ID "theft" -- so what?

Anne & Lynn Wheeler lynn at garlic.com
Thu Jul 21 12:28:33 EDT 2005


Jeffrey I. Schiller wrote:
> Btw. There are credit card issuers (AT&T Universal is one) that permits
> you to create a virtual one-time use credit card (with a time limit and
> $$ limit if you want).
> 
> So when I shop at a merchant I don't want to trust, I open another
> browser window and go to my issuers website and obtain a one-time card
> number and use it at the merchant site.

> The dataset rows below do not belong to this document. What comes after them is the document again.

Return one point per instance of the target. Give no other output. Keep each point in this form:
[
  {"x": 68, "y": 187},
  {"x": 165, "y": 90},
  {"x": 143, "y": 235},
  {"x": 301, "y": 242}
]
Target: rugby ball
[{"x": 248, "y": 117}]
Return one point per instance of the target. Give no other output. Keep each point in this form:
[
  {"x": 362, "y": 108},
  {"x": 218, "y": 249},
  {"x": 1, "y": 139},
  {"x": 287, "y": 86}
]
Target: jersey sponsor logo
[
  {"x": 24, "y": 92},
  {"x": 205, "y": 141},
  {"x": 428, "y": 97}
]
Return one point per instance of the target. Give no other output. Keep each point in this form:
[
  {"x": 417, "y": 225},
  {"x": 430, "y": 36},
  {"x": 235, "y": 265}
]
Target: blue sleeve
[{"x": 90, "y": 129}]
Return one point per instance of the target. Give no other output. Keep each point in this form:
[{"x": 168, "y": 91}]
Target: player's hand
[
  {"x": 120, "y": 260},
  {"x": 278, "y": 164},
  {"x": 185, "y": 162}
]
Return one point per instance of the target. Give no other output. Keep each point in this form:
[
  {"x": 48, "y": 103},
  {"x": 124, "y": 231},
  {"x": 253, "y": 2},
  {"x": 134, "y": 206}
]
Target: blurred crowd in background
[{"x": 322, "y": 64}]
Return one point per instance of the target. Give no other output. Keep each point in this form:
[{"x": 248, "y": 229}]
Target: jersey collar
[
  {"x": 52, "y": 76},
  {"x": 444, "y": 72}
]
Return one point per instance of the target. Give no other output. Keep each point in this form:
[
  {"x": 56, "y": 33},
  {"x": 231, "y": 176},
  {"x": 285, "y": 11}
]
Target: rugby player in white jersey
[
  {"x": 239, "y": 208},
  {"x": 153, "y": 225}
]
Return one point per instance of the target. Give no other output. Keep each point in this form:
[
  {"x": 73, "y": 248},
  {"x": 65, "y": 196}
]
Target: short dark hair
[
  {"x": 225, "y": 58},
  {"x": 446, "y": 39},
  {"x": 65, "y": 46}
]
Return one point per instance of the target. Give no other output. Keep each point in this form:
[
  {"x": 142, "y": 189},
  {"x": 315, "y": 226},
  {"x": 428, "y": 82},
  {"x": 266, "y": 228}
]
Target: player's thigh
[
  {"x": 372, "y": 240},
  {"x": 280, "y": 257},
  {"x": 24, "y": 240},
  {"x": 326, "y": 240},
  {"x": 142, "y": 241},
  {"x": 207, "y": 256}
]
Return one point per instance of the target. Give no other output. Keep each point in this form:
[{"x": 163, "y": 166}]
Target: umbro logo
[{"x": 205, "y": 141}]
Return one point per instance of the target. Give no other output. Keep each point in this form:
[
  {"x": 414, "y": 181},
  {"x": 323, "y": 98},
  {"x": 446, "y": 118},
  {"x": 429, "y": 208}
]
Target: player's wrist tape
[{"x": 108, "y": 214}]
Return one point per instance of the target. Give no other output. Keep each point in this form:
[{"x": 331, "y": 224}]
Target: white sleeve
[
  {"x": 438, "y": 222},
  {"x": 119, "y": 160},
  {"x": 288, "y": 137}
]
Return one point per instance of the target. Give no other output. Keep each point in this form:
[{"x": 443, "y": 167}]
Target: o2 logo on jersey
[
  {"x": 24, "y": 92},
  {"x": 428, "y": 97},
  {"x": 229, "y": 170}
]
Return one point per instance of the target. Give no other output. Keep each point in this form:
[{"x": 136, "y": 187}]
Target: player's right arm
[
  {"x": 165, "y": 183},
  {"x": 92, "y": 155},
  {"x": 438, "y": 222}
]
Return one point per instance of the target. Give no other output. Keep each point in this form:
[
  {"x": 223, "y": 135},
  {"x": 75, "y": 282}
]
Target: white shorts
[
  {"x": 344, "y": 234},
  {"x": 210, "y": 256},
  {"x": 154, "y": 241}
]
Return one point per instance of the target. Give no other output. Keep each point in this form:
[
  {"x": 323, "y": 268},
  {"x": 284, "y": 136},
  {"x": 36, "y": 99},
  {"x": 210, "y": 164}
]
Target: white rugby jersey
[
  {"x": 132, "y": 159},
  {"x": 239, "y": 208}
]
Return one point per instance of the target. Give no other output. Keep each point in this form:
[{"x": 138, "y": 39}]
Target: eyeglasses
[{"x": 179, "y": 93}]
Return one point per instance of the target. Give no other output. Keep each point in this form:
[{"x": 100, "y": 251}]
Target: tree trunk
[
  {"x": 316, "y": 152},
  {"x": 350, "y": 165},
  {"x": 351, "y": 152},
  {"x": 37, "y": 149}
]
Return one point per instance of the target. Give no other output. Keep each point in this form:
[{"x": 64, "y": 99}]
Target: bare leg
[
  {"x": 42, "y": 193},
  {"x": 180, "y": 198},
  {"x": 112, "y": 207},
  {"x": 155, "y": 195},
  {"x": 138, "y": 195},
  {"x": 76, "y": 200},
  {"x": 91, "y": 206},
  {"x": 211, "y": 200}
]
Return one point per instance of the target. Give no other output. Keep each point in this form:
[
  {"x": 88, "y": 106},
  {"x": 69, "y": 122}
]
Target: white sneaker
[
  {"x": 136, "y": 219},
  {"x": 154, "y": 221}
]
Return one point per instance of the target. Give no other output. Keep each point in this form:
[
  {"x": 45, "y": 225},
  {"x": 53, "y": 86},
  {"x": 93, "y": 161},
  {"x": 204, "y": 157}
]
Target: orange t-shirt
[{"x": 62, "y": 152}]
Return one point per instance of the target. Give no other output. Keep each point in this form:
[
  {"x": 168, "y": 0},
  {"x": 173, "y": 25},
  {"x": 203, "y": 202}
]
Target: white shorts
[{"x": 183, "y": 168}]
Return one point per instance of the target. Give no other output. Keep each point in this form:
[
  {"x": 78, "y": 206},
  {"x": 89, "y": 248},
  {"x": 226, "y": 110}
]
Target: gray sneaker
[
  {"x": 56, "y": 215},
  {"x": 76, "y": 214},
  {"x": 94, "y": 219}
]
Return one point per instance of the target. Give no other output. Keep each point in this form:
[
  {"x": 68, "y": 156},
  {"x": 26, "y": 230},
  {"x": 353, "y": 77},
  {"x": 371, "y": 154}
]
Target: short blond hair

I can usually see immediately
> after the purchase that the card has been used (on the issuers website)
> so I know the merchant is checking the card in real time.
> 
> Apparently there is wallet software that will do this in a more
> automated fashion, but it isn't available for my platform (non-Windows).

an analogy i've used recently with respect to userid/password paradigm,
is that account numbers are being concurrently used for both the userid
function (requiring security *integrity* but not security
*confidentiality*) as well as the password function (requiring strong
security *confidentiality*). as a result there are frequently
diametrically opposing requirements where the muiltitude of userid-type
business functions require access to the account number ... at the same
time, the password-type functions require that the account number be
kept strictly *confidential* and not be available at all.

the x9a10 working group was given the requirement to preserve the
integrity of the financail infrastructure for all retail payments. the
resulting x9.59 protocol
http://www.garlic.com/~lynn/index.html#x959
http://www.garlic.com/~lynn/subpubkey.html#x959

* allowed for single round-trip, straight-through processing found at
many point-of-sale ... w/o requiring extraneous protocol chatter

* created a strictly enformed separation of the account number as a
userid-type function from digital signature as a password-type function

this eliminated the strongly conflicting goals of very weak
*confidentiality* requirement for use of the account number in the
multitude of userid-type business processes at the same time having a
very strong *confidentiality* erquirement for the same account number in
 its role as passoword/authentication.

this had the downside that there was potentially a maximum of two PANs
allocated for the same account during some transition period (where both
legacy, conflicting use of an account number was required and the new
x9.59 use of an account number requiring separate authentication).

it was startling that some of the strongest foes of x9.59 claiming that
there wasn't large enuf PAN space available to have a maximum of two
PANs per account (during some transition periods) ... subsequently were
strong backers of one-time-use PANs ... which might result in
potentially hundreds of PANs being mapped to the same account.